SuaraSurakarta.id - Produsen tempe dan tahun di sejumlah daerah mogok produksi pada awal tahun sebagai bentuk protes lonjakan harga komoditas kedelai di pandemi Covid-19. Lonjakan harga komoditas kedelai memicu kritik dari sejumlah kalangan terhadap pemerintah.
Bekas Wakil Sekretaris Jenderal Majelis Ulama Indonesia Tengku Zulkarnain dengan kalima satire menyindir perhatian pemerintah terhadap para produsen tahu tempe.
"Harga kedelai naik dari 6.000-an jadi 9.000-an rupiah. Pengrajin tahu tempe mogok produksi... Sabar... Mau apalagi? Siapa yang mau disalahkan? Di negeri ini berani menyalahkan pejabat, bakal dibully bahkan dimaki-maki... Dah gitu ajalah..." kata Tengku melalui media sosial, Senin (4/1/2021).
Pemerintah harus mengambil kebijakan yang cepat dan tepat guna mengatasi pangkal persoalan aksi mogok produsen tahu tempe di berbagai daerah, kata anggota Komisi IV DPR Johan Rosihan.
Baca Juga:Setiap Hari Harga Tahu Naik Rp100 di Palembang, Pedagang Kebingungan
Johan mengatakan prihatin atas meroketnya harga kedelai yang berdampak serius terhadap kelangsungan usaha dari ribuan UKM serta terjadinya mogok produksi produsen tahu dan tempe.
Menurut dia, lonjakan harga kedelai disebabkan karena ketergantungan dengan impor dan lemahnya tata kelola perniagaan kedelai lokal.
"Saat ini pemerintah harus sadar bahwa ketergantungan impor pasti berdampak serius terhadap stabilitas harga dan ketahanan pangan kita," kata Johan, kemarin.
Untuk mengatasi gejolak harga kedelai saat ini, Johan mendorong agar segera memberdayakan para petani kedelai lokal serta mengelola harga jualnya agar tidak kalah bersaing dengan produk impor.
Pemerintah diharapkan segera mengambil kebijakan stabilisasi harga kedelai untuk menyelamatkan keberlangsungan usaha dari produksi tahu dan tempe.
Baca Juga:Perajin Tahu Tempe Mogok Produksi, Kemendag: Stok Kedelai Melimpah
"Apalagi pada masa pandemi ini harus ada prioritas untuk membantu ribuan usaha kecil menengah berbasis pemberdayaan produk lokal agar ekonomi nasional segera pulih," ujar Johan.
Ia mengingatkan realisasi luas panen tanaman kedelai selama 2020 hanya mencapai 40,04 persen dari target yang telah ditetapkan pemerintah.

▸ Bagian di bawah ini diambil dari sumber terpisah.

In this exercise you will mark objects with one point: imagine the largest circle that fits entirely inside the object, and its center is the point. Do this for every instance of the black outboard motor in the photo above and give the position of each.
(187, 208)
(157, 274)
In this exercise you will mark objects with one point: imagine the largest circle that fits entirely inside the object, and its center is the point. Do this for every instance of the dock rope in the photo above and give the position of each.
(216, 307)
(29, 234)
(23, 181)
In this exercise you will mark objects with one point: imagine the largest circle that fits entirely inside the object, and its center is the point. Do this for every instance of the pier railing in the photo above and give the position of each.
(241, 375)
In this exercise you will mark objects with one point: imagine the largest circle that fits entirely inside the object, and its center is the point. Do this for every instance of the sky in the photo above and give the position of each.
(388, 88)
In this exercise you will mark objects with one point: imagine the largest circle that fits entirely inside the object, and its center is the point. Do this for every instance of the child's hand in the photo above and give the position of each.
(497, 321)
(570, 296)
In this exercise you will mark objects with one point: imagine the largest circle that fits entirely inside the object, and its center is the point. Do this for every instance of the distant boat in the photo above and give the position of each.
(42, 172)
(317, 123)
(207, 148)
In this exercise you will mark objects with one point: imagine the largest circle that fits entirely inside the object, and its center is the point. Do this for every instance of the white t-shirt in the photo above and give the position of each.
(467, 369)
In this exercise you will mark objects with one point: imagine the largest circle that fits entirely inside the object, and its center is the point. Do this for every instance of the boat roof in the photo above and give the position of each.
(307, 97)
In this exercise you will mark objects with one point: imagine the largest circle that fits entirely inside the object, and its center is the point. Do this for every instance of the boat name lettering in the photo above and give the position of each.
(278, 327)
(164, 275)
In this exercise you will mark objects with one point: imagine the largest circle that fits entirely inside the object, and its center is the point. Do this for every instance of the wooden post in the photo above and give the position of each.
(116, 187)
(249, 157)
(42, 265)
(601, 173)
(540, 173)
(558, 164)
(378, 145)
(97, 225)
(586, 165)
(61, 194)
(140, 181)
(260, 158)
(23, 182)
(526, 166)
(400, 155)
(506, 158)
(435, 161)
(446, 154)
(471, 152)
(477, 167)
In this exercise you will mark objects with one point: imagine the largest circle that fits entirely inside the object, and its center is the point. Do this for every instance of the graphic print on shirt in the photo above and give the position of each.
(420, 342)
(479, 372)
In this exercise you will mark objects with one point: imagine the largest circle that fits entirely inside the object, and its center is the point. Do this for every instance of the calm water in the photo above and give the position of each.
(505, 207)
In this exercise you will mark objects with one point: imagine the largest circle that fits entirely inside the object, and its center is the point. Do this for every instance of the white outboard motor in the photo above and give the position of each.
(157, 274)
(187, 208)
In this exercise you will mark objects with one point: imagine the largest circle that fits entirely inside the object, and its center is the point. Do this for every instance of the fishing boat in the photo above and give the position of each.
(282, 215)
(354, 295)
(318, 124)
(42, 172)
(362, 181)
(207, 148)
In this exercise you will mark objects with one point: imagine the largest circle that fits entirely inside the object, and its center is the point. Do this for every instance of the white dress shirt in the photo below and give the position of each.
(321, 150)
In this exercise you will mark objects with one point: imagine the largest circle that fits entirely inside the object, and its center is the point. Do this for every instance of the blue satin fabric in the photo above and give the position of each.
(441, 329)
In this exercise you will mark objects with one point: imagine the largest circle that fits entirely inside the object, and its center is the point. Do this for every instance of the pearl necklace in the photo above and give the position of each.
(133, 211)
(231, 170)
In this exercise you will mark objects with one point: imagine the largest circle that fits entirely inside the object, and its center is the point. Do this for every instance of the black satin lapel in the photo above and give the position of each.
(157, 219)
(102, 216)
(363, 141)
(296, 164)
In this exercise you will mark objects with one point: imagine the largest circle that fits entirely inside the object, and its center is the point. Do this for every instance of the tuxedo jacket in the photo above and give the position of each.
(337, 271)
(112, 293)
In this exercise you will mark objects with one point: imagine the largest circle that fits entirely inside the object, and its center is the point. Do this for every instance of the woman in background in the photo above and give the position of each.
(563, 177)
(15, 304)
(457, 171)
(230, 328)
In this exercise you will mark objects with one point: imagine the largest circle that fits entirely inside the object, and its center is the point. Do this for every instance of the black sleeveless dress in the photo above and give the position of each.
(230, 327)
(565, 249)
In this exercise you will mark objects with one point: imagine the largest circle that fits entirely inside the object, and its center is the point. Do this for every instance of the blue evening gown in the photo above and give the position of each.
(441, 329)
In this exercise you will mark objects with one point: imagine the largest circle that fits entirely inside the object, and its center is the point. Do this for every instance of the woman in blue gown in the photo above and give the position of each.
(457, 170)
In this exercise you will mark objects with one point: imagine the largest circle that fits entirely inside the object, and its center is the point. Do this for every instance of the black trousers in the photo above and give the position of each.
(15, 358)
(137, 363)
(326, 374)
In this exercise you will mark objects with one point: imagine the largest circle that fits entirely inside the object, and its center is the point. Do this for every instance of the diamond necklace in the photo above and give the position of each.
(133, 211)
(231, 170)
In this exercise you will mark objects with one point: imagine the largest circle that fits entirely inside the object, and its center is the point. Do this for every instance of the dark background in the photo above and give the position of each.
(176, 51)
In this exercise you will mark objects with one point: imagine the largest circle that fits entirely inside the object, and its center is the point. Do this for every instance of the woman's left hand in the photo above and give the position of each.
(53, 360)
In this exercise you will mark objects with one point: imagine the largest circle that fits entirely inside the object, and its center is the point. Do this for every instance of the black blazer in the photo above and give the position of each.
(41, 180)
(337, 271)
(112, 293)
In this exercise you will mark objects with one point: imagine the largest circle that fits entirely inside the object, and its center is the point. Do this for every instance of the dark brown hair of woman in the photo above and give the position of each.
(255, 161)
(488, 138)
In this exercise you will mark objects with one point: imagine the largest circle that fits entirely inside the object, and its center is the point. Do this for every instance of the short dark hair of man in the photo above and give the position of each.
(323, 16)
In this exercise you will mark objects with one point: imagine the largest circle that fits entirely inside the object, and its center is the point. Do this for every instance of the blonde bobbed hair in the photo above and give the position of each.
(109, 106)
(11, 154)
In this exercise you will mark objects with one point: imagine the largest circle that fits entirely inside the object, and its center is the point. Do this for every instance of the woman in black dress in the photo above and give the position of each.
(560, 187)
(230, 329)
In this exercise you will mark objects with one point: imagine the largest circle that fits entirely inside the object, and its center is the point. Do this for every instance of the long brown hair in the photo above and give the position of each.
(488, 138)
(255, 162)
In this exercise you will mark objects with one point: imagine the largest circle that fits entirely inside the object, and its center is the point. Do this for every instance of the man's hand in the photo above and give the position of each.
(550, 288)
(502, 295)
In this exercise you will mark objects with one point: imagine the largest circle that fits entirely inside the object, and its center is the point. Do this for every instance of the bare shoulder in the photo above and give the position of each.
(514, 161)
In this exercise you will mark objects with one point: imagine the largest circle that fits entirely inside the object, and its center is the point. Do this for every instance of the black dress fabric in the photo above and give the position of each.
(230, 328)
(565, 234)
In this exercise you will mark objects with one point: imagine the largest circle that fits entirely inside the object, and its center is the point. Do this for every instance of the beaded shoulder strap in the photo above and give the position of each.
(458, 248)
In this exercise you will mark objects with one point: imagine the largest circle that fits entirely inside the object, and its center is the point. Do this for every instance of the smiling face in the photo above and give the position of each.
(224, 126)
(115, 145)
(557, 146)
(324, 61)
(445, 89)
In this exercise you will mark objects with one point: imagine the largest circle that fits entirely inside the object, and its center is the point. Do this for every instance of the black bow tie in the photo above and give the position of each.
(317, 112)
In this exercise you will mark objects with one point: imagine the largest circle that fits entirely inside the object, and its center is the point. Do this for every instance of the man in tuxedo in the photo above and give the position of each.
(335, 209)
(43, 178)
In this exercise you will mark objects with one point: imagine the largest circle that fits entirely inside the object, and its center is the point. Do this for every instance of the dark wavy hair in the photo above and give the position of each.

Untuk itu, ujar dia, pemerintah perlu memberikan perhatian serius kepada petani kedelai lokal dan fokus mengembangkan kawasan komoditas kedelai terutama kawasan utama kedelai di empat provinsi, yakni Jatim seluas 78.937 hektare, Jateng seluas 39.248 hektare, Jabar seluas 37.393 hektare serta NTB seluas 30.864 hektare.
"Saya minta pemerintah segera melakukan langkah pengembangan kawasan utama kedelai seluas 127.419 hektare untuk peningkatan produktivitas dan melakukan ekstensifikasi agar kita tidak lagi tergantung dengan impor kedelai," katanya dalam laporan Antara.
Johan mendesak pemerintah untuk bekerja keras pada tahun 2021 ini untuk meningkatkan produksi kedelai lokal karena tahun 2020 angka produksi kedelai hanya mencapai 0,323 juta ton, jauh lebih rendah dibanding tahun sebelumnya.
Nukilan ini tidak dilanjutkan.